L'Indiscreto Il Quotidiano Delle Marche

giovedì, 24 ottobre 2019

Maturità 2017: pochi bocciati e voti più alti. Rimandato a settembre uno studente su 4

MARCHE - Aumentano i 100 e i 100 e lode agli esami di maturità appena conclusisi.

Sono stati 5494 quelli conseguiti in tutta Italia, 296 nelle Marche, che figurano all’ottavo posto se consideriamo i valori assoluti, ma al terzo, nella classifica nazionale, se teniamo conto della percentuale sul totale regionale dei candidati (7,4% con votazione 100 più 2,3% con il 100 e lode, contro, rispettivamente, il 5,3 e l’1,2% del dato nazionale). È quanto emerge dai primi dati, peraltro ancora provvisori e suscettibili di eventuali variazioni, diffusi in questi giorni dal Ministero dell’Istruzione.

Dati che fanno registrare, per le Marche, un incremento rispetto a quelli dello scorso anno (6,5% di 100 e 1,9% di 100 e lode) e che, in ogni caso, confermano la qualità del sistema scolastico marchigiano. Soprattutto se letti in parallelo con quelli delle rilevazioni annuali sugli apprendimenti effettuate dall’INVALSI, che, negli ultimi anni, hanno fatto registrare costantemente piazzamenti significativamente superiori alla media nazionale, “agganciando” la nostra regione al gruppo di quelle di testa del nord Italia.

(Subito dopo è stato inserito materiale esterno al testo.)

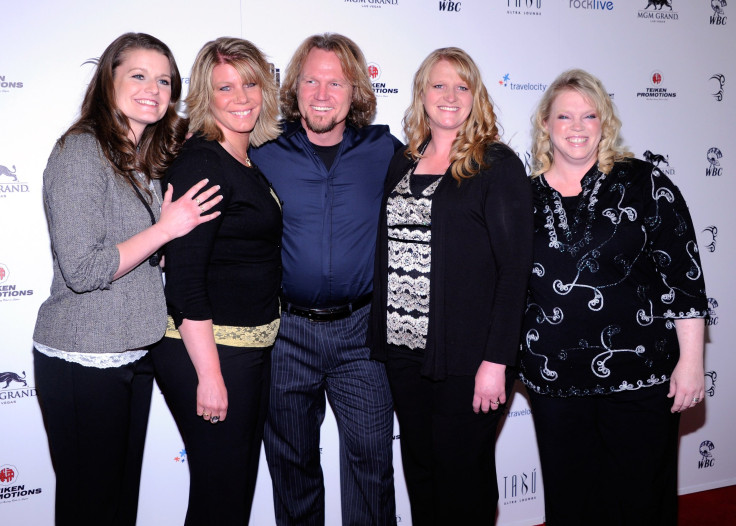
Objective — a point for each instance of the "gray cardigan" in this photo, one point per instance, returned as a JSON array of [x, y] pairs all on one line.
[[89, 210]]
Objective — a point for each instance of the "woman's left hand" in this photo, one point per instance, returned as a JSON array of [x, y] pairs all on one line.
[[687, 384], [490, 387]]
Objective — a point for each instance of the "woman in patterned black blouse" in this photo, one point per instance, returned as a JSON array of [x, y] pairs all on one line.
[[613, 334], [453, 259]]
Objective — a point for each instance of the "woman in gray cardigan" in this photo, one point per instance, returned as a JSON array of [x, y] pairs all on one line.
[[107, 220]]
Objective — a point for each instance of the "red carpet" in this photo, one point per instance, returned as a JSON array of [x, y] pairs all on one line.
[[716, 507]]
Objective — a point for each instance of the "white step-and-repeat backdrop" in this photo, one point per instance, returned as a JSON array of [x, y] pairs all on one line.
[[669, 66]]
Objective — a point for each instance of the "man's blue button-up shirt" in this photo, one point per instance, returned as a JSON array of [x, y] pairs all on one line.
[[330, 216]]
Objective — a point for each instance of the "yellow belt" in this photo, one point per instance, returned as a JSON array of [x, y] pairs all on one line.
[[261, 336]]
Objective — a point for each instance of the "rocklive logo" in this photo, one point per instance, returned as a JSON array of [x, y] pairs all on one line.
[[450, 6]]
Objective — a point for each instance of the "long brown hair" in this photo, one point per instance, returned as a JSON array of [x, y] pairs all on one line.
[[478, 131], [362, 107], [101, 117]]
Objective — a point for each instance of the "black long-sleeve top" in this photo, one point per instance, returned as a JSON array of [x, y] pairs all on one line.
[[481, 258], [611, 274], [228, 269]]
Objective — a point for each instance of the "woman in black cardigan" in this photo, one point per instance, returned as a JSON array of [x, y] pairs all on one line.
[[453, 259]]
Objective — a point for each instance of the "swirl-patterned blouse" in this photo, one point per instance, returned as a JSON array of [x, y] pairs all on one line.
[[612, 271]]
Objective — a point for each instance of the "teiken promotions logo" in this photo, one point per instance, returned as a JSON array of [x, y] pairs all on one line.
[[11, 487]]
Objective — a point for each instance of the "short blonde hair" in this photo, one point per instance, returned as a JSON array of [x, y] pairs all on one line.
[[250, 63], [363, 105], [480, 128], [591, 88]]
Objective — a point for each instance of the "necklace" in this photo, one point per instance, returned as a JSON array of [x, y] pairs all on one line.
[[243, 159]]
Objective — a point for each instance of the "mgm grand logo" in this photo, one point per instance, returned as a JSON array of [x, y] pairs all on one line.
[[14, 386]]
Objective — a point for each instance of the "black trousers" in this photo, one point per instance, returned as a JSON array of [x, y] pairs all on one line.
[[223, 457], [96, 423], [608, 460], [447, 450]]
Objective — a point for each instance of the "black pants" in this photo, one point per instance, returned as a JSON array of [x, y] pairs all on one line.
[[608, 460], [223, 457], [447, 450], [96, 423]]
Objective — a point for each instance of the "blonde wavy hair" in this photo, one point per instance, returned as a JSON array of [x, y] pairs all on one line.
[[363, 105], [250, 63], [480, 128], [610, 149]]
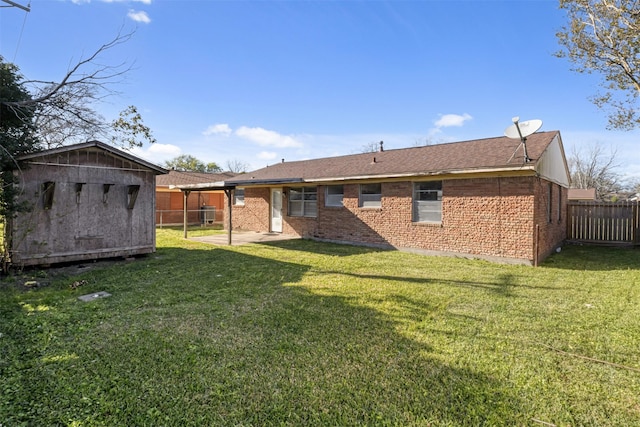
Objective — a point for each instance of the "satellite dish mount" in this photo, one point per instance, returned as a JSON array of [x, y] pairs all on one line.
[[521, 130]]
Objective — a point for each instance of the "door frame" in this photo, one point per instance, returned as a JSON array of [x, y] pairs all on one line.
[[274, 226]]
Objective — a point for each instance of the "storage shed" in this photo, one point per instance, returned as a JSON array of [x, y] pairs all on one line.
[[87, 201]]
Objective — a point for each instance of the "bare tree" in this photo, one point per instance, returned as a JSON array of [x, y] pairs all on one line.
[[603, 37], [63, 110], [237, 166], [592, 167]]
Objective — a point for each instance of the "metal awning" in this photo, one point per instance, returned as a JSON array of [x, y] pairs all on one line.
[[211, 186]]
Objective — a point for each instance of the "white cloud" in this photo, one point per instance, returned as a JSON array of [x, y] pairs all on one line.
[[267, 137], [448, 120], [140, 16], [218, 129], [113, 1], [130, 1], [267, 155]]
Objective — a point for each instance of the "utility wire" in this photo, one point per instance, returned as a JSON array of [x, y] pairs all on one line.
[[24, 21]]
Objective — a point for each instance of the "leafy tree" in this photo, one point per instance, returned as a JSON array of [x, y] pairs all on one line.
[[594, 168], [603, 36], [17, 137], [129, 130], [36, 114], [188, 163]]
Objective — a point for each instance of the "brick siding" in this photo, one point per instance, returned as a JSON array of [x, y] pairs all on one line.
[[493, 217]]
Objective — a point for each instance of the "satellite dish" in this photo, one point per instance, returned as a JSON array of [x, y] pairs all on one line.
[[521, 130]]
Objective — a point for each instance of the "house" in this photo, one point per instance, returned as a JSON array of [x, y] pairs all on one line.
[[582, 194], [87, 201], [475, 198], [203, 206]]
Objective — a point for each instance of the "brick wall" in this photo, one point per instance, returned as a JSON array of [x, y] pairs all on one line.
[[254, 215], [494, 217]]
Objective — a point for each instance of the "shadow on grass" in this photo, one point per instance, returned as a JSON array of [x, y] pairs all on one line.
[[595, 258], [324, 248], [220, 337], [503, 285]]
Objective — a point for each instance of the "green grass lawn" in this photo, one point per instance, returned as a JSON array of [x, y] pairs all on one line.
[[307, 333]]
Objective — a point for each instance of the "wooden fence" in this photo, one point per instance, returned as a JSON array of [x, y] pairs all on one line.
[[608, 223]]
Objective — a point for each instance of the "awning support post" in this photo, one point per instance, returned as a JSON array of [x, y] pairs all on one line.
[[184, 208]]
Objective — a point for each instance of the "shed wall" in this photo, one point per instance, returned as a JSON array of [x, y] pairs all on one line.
[[87, 221]]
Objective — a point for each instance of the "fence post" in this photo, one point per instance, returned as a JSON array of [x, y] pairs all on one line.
[[635, 227]]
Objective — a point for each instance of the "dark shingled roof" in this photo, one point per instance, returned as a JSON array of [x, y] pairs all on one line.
[[479, 154], [185, 178]]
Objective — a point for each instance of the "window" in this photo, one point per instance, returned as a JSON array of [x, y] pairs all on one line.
[[334, 196], [48, 189], [303, 201], [79, 186], [549, 201], [427, 201], [132, 195], [238, 196], [370, 195], [105, 192]]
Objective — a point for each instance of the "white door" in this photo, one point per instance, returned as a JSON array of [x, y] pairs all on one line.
[[276, 210]]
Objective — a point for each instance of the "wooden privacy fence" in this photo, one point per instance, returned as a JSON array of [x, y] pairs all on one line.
[[600, 222]]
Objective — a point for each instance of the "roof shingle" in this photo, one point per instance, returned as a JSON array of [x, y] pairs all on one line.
[[499, 152]]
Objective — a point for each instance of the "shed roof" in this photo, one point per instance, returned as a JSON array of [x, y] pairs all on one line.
[[179, 178], [581, 194], [489, 154], [98, 146]]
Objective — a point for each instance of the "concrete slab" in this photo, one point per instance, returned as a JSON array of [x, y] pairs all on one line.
[[242, 238], [93, 296]]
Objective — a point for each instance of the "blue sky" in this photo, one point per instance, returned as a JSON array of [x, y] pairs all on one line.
[[261, 81]]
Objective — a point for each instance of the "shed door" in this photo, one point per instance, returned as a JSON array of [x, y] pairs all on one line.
[[276, 210]]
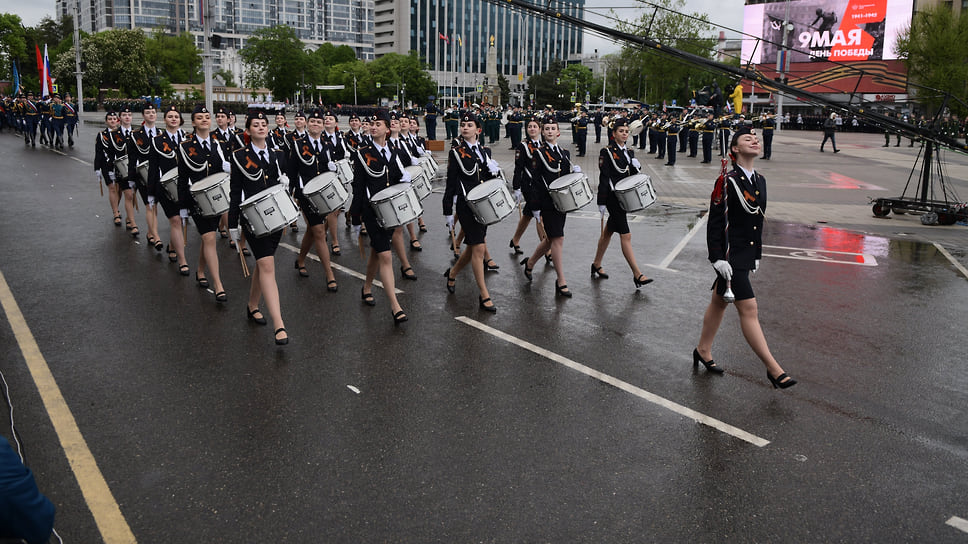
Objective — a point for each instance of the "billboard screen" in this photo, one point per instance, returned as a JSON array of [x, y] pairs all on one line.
[[825, 30]]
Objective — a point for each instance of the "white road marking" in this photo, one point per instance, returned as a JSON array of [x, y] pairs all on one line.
[[624, 386], [341, 268], [958, 523], [958, 265], [682, 243], [821, 255]]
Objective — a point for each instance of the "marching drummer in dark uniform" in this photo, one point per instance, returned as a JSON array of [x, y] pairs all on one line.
[[119, 141], [201, 155], [523, 179], [548, 164], [104, 156], [139, 152], [616, 162], [163, 159], [708, 135], [734, 239], [310, 157], [469, 165], [376, 168], [256, 167], [672, 138]]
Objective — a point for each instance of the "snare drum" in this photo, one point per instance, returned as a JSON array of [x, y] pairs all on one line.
[[211, 194], [396, 205], [570, 192], [419, 180], [635, 193], [490, 202], [325, 193], [344, 169], [121, 166], [169, 182], [268, 211]]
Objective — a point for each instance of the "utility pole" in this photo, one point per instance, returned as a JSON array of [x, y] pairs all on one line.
[[207, 52], [77, 64]]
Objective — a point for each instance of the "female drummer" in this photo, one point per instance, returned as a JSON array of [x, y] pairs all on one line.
[[164, 158], [394, 143], [616, 161], [256, 167], [734, 239], [376, 168], [201, 155], [309, 158], [549, 163], [468, 165], [522, 180]]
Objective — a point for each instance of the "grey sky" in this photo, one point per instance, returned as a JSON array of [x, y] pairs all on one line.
[[723, 13]]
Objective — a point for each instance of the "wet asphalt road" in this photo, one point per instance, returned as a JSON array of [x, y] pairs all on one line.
[[205, 431]]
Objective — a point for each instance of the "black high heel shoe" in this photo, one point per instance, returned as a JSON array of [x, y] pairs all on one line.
[[779, 382], [492, 308], [451, 282], [710, 365], [259, 320], [527, 271], [641, 280]]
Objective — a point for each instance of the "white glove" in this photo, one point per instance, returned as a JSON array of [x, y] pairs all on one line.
[[493, 166], [723, 269]]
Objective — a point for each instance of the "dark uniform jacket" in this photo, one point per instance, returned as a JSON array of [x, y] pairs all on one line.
[[742, 203], [250, 175], [613, 167], [465, 170]]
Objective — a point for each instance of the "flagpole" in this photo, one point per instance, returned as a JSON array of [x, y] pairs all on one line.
[[77, 66]]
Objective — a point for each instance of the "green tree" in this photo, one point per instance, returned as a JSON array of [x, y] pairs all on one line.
[[275, 58], [393, 69], [934, 49], [548, 87], [647, 74], [173, 58], [115, 59], [13, 46]]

Leggermente inferiore all’anno scorso (ma uguale a quella nazionale) la percentuale dei diplomati con più di 70/100: erano il 63,0% nel 2016, sono il 62,5% quest’anno. Più alti i risultati nei licei (9,4% di 100 e 3,3% di 100 e lode) rispetto ai tecnici (rispettivamente, 6,9% e 2,0%) e ai professionali (3,2 e 0,3%) e, comunque, superiori a quelli nazionali (7,6 e 2,0%, 3,7 e 0,5%, 2,0 e 0,1%).

Inoltre, nel complesso, alle superiori calano le bocciature, dal 5,8% dello scorso anno all’attuale 6,0% (rispettivamente 7,3 e 7,9% a livello nazionale). Il dato nazionale evidenzia un 11,5% di bocciati al primo anno (12,6% lo scorso anno scolastico), segno evidente di una certa difficoltà che si incontra nel passaggio dal I al II grado. Sostanzialmente stabile è invece il dato di studentesse e studenti con giudizio sospeso (23,5% nel 2016, 23,6% quest’anno). In questo caso il dato è più negativo rispetto a quello nazionale (rispettivamente 22,7 e 22,3%, in crescita). Per quasi una ragazza o un ragazzo su quattro dunque, si prospetta un’estate “calda”, non solo meteorologicamente.

Più omogenea e costante, e praticamente uguale al dato nazionale, la situazione delle scuole secondarie di I grado. Ammesse e ammessi alla classe successiva il 97,9% della popolazione scolastica marchigiana contro il 97,7% dell’Italia nel suo complesso. Ammesse e ammessi all’esame finale il 98,0%, licenziate e licenziati il 99,9% (99,8% lo scorso anno).